Le coup de baguette magique qui a métamorphosé Sharon aux yeux du monde, c’est l’évacuation des colonies de Gaza. J’y reviendrai, car pour moi, même cela, Sharon ne l’a pas fait de son propre mouvement, mais bien en raison de pressions sans précédent des Etats-Unis. Quoi qu’il en soit, Sharon a dit très clairement, dès le début, qu’évacuer les colonies de Gaza ne rendait pas la bande de Gaza libre ! Le plan de désengagement, publié dans les quotidiens israéliens le 16 avril 2004, spécifiait par avance qu’ « Israël supervisera(it) et conservera(it) l’enveloppe extérieure en matière de territoires, maintiendra(it) son contrôle exclusif sur l’espace aérien de Gaza, et continuera(it) à mener des opérations militaires dans ses eaux territoriales [1]. »

Examinons brièvement les états de sévices du général Sharon :

Durant ses quatre années au gouvernement, Sharon a bloqué toute chance de négocier avec les Palestiniens :

- En 2003 – époque de la Feuille de route – les Palestiniens ont accepté ce plan de paix et ils ont déclaré un cessez-le-feu. Mais, tandis que l’Occident fêtait une nouvelle ère de paix, l’armée israélienne, sous les ordres de Sharon, intensifiait sa politique d’assassinats ciblés, poursuivait le harcèlement quotidien des Palestiniens soumis à l’occupation et, enfin, déclarait une guerre à outrance au Hamas, tuant tous ses dirigeants militaires et politiques de premier plan.

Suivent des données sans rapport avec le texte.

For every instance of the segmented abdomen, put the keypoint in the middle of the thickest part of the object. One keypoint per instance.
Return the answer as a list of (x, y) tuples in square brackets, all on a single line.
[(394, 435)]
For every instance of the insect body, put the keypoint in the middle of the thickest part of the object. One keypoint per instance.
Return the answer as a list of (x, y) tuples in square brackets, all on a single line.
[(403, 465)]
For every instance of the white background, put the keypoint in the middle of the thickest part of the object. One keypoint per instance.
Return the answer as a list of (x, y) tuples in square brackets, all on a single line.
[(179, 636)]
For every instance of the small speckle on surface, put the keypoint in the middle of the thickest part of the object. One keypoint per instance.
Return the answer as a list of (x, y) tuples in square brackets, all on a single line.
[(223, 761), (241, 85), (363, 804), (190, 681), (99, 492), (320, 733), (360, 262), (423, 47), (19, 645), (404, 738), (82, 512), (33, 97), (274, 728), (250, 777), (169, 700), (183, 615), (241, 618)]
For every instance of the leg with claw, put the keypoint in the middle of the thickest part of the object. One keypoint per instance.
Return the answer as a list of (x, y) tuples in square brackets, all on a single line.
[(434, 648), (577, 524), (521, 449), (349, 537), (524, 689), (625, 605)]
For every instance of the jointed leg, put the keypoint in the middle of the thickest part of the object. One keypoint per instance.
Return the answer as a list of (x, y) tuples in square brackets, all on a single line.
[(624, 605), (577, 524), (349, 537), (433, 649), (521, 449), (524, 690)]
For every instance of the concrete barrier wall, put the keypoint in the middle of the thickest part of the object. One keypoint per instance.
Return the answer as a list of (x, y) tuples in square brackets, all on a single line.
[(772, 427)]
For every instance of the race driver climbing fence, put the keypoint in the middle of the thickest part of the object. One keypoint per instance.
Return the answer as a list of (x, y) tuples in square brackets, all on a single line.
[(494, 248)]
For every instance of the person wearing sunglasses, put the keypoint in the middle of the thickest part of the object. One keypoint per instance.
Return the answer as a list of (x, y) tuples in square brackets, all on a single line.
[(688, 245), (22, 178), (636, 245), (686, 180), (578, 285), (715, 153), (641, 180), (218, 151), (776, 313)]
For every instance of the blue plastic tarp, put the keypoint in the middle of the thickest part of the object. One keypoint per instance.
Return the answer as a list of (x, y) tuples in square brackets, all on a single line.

- Après quoi, tandis qu’une fois encore le monde occidental retenait son souffle, durant un an et demi d’attente du retrait de Gaza annoncé, Sharon fit absolument tout son possible afin de trahir le président palestinien, Mahmoud Abbas, qui avait été élu en janvier 2005. Sharon déclara qu’il n’était pas un partenaire convenable (parce qu’il ne combattait pas le terrorisme) et il repoussa toutes ses offres de reprise des négociations.

La réalité quotidienne des Palestiniens, dans les territoires occupés, n’a jamais été aussi sombre que sous Sharon :

- En Cisjordanie, Sharon a entrepris un projet massif d’épuration ethnique dans les zones frontalières d’Israël. Son projet de muraille vole les terres des villages palestiniens situés dans ces zones, emprisonne des villes entières et prive leurs habitants de leur gagne-pain. Si le projet se poursuit, beaucoup des quelque 400 000 Palestiniens affectés devront partir et aller gagner leur vie dans les faubourgs des villes situées au centre de la Cisjordanie, comme cela s’est déjà produit dans le cas de Qalqiliya, une ville du Nord de la Cisjordanie.

- Les colonies israéliennes ont été évacuées de la bande de Gaza, mais cette bande demeure une immense prison, totalement scellée et coupée du monde extérieur, au bord de la famine et terrorisée par l’armée israélienne qui la bombarde depuis la terre, la mer et l’air. La question qui préoccupait les élites politiques et militaires israéliennes depuis la conquête des territoires palestiniens, en 1967, était celle de savoir comment garder la superficie maximale avec le minimum de Palestiniens ? Le plan du travailliste Alon, qui trouva sa réalisation à Oslo, consistait à conserver environ 40 % de la Cisjordanie, mais à accorder l’autonomie aux Palestiniens sur les 60 % restants. Toutefois, Barak et Sharon ont détruit les arrangements d’Oslo. Le modèle qu’Israël a développé, sous Sharon, est un système complexe de prisons. Les Palestiniens se voient reléguer et enfermer dans des enclaves ségréguées, entièrement contrôlées depuis l’extérieur par l’armée israélienne, qui fait des incursions à l’intérieur de ces enclaves quand bon lui chante. A ma connaissance, cet enfermement de tout un peuple représente un modèle d’occupation sans aucun précédent, et il est mis en pratique avec une rapidité et une efficacité proprement effrayantes.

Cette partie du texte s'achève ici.